Wild Cards and Swedish Retroists
In recent months, the group has worked its way fully into the retrosynth scene.
First, Kusano and Sekine added Hideo, who remains anonymous by wearing a television on his head. Sekine says Hideo’s purpose goes beyond music, calling his new bandmate a “media technologist.” Hideo is responsible for making videos and such, but he also can be expected to just randomly start dancing on stage or even drumming, Sekine says.
“In other words, we can call him a ‘wild card’ that is allowed to do anything,” Sekine said.
For his part, Hideo is pumped to get things rolling.
“I’d like to do live performances all around the world,” he said. “I’ll go anywhere!”
With Hideo in tow, Kusano and Sekine have already been heading toward reaching a larger audience.
For starters, in January they wrote the theme song for Swedish 80s retro anime Senpai Club. The song, “Don’t Graduate Senpai,” taps into the show’s vibe of “kawaii” — the cuteness quality in the realm of Japanese culture — and pairs that with the show’s scholastic themes (after all, a “senpai” is an older student).
“[The show] is a magical-girl, school-love comedy,” Kusano says.
Their other big foray into retroism this year also involved Sweden; specifically, the pioneer of Swedish synthwave, Mitch Murder. Satellite Young and Murder crafted the exquisite “Sniper Rouge.”
Here’s how it came together. First, the band listened to Murder’s instrumental part, over which they crafted one of their characteristic melodies and harmonies, according to Kusano. They recorded the cut with an eye on creating a theme song for one of Japan’s classic spy/action flicks, she said.

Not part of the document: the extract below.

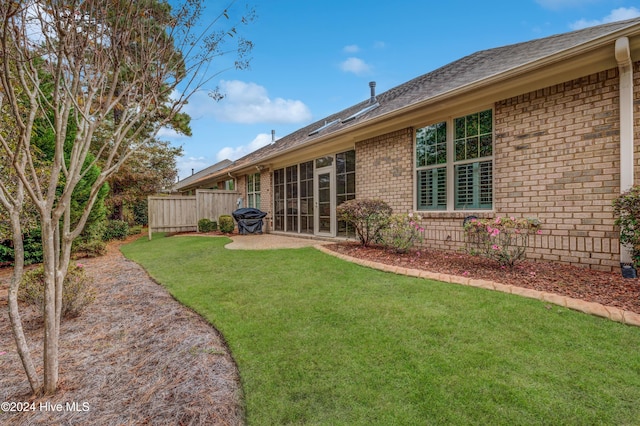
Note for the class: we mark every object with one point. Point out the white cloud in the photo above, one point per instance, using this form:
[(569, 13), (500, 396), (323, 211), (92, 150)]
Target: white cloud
[(619, 14), (233, 153), (356, 66), (167, 133), (250, 103), (352, 48), (185, 166)]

“Senpai” and “Rouge” are stark contrasts between levity and seriousness, which is fine by Sekine.
With whatever they touch, Sekine will make sure there’s an 80s component to it.
“The fascinating, and best, thing about all 80s synth sounds is the glossiness and sparkles,” he says, talking about the twinkling bell sounds of the Yamaha DX7 and the brass sounds of the classic Jupiter 8.
The 8 “adds a unique sparkling image to songs. I like it very much,” he said. “Current synthesizers cannot make that sound.”
Going forward, Satellite Young is working on a full-length album, which Sekine says they expect to complete this year. In the meantime, Sekine has released a solo album on NewRetroWave Records that takes the Satellite Young instrumentation and gives it a bigger, more outrun sound.
Ultimately, it’s a good idea to keep an eye on this group. For right now they might just be satellites, but it can’t be long now until the earth revolves around them.